An interview was broadcast on Friday, the 20th anniversary of
the gas leak from the Union Carbide factory in Bhopal which killed
more than 3,500 people and injured over 100,000 others.
The BBC World programme, which broadcasts news 24 hours a day,
wished to cover the anniversary, and had asked a researcher to
arrange an interview with Dow Chemical, which took over Union
Carbide in 2001.
According to reports, the researcher looked on-line, and found
contact details on a web site purporting to relate to the chemicals
company. But the site was a fake, set up by on-line activists The
Yes Men, mischief-makers with a reputation for targeting big
business and international agencies, including the World Trade
Organisation.
And so Jude Finesterra, the Dow representative who turned up in
the BBC's Paris studio on Friday morning was in fact an impostor.

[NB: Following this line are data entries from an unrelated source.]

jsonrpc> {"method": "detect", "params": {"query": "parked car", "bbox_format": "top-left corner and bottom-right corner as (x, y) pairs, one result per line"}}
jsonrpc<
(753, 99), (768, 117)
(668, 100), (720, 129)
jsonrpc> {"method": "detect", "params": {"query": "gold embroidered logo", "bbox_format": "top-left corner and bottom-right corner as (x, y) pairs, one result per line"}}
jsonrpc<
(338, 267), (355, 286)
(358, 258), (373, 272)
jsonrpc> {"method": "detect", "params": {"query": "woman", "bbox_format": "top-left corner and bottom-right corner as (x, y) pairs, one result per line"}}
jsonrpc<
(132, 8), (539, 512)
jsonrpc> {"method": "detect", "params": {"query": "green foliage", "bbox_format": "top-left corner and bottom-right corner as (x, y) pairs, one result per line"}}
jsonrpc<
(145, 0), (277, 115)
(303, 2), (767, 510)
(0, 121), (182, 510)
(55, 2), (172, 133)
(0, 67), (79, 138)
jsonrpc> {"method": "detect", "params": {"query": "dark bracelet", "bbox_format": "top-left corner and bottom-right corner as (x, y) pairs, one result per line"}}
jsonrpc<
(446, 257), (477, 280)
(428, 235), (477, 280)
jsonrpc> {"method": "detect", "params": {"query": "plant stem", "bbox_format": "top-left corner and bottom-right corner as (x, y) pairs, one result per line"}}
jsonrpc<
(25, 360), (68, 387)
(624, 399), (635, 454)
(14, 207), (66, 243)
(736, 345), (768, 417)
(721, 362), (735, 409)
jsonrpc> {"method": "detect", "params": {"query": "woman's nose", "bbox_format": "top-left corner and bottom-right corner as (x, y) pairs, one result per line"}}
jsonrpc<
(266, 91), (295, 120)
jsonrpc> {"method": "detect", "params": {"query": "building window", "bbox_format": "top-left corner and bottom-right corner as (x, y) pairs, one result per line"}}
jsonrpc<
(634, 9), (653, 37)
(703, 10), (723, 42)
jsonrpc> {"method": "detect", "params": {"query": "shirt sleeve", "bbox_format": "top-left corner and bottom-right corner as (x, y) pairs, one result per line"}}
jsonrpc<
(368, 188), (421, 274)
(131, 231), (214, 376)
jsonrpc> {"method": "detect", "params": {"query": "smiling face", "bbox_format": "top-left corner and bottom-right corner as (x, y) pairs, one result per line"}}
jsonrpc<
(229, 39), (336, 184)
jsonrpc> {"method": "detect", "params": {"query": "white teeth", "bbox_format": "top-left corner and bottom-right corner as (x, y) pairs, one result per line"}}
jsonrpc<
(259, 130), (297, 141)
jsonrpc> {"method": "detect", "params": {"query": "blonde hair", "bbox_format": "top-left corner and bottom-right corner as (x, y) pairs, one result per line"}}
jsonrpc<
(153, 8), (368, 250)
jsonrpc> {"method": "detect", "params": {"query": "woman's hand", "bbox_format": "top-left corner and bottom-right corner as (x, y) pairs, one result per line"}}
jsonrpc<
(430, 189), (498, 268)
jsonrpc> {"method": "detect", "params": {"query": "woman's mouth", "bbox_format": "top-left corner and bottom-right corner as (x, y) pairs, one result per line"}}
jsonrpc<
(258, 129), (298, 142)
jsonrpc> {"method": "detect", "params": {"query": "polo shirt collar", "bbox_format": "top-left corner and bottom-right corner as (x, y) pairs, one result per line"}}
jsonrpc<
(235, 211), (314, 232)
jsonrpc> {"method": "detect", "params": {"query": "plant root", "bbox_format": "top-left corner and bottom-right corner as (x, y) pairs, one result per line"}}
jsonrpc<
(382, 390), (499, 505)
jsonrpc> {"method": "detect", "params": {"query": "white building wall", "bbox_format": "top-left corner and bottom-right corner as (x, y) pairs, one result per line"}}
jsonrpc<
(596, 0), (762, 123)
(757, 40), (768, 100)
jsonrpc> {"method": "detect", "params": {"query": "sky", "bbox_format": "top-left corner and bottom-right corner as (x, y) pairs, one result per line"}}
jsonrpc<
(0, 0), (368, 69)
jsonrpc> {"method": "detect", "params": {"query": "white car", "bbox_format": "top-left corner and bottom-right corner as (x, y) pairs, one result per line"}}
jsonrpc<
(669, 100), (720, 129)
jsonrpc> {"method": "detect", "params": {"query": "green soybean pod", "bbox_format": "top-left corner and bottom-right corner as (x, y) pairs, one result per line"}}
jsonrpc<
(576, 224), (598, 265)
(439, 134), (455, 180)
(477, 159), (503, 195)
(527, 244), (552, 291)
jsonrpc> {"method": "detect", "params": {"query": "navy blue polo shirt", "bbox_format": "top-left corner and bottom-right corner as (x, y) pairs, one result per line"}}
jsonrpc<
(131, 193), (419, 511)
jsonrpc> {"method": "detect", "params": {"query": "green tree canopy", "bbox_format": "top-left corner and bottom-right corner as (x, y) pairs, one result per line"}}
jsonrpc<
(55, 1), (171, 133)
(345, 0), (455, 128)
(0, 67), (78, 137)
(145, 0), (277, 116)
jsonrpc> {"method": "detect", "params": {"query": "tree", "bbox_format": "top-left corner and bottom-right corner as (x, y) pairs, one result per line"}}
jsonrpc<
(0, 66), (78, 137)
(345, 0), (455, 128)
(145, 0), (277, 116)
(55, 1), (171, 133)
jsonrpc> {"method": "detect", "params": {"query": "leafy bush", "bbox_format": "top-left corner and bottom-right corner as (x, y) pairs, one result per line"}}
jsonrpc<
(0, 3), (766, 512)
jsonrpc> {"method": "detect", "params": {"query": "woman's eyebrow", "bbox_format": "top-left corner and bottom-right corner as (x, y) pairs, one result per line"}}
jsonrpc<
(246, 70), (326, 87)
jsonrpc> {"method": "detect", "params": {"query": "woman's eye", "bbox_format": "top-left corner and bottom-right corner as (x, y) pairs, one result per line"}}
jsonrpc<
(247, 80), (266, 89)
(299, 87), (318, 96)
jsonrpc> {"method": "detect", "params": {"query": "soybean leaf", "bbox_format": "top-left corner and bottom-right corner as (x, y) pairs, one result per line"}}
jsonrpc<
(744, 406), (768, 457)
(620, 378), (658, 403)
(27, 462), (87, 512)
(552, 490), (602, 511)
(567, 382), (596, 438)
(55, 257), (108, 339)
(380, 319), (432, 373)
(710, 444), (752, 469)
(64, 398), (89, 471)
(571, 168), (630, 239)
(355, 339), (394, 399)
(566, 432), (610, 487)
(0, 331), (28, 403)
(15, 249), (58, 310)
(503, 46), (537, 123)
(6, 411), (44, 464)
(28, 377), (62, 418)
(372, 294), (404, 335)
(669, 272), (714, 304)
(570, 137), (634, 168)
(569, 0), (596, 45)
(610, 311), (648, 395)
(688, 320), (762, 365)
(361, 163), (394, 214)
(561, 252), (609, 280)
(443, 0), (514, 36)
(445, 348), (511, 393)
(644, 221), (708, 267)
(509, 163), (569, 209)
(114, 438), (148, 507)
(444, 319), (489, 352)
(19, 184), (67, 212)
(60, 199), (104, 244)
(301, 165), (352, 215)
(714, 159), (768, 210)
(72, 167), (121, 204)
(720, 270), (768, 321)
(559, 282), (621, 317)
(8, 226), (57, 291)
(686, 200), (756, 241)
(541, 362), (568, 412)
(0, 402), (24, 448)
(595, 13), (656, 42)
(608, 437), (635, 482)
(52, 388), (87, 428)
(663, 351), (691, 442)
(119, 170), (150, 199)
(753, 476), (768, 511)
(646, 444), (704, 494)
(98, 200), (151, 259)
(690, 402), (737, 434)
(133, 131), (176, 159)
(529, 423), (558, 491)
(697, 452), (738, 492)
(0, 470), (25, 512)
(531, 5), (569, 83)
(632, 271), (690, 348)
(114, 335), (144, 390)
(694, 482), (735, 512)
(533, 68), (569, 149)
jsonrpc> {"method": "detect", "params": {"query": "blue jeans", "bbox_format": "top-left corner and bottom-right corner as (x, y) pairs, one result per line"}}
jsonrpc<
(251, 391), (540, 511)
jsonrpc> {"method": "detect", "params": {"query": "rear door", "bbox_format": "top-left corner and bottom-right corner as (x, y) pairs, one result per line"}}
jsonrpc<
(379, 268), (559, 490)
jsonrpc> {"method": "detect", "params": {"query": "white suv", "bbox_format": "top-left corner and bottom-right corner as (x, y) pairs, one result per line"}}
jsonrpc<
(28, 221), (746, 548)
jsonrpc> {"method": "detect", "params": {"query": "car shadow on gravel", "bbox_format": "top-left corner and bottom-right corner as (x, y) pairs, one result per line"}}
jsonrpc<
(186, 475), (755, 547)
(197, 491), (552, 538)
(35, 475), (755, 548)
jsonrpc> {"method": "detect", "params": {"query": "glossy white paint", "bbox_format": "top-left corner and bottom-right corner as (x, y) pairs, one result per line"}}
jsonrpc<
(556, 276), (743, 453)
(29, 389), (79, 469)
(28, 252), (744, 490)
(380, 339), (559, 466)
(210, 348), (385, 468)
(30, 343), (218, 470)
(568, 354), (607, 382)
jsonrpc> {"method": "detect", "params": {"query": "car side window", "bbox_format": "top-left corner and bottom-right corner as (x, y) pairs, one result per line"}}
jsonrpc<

And the announcements he made in the live broadcast interview,
claiming that the company was taking responsibility for the
disaster and was setting up a $12 billion fund to compensate
victims, were not true.
It took two hours for Dow Chemical to hear of the announcements,
by which time the interview had been broadcast twice. The BBC
immediately released retractions of the interview.
"This morning at 9.00 and 10.00am (GMT), BBC World ran an
interview with someone purporting to be from the Dow Chemical
company about Bhopal," said the BBC in a statement. "This interview
was inaccurate, part of an elaborate deception."
"The person did not represent the company
and we want to make clear that the information he gave was entirely
inaccurate."
The BBC has apologised to Dow and has launched an internal
inquiry.
The hoax has been criticized for raising and dashing the hopes
of victims of the tragedy on the anniversary of their ordeal.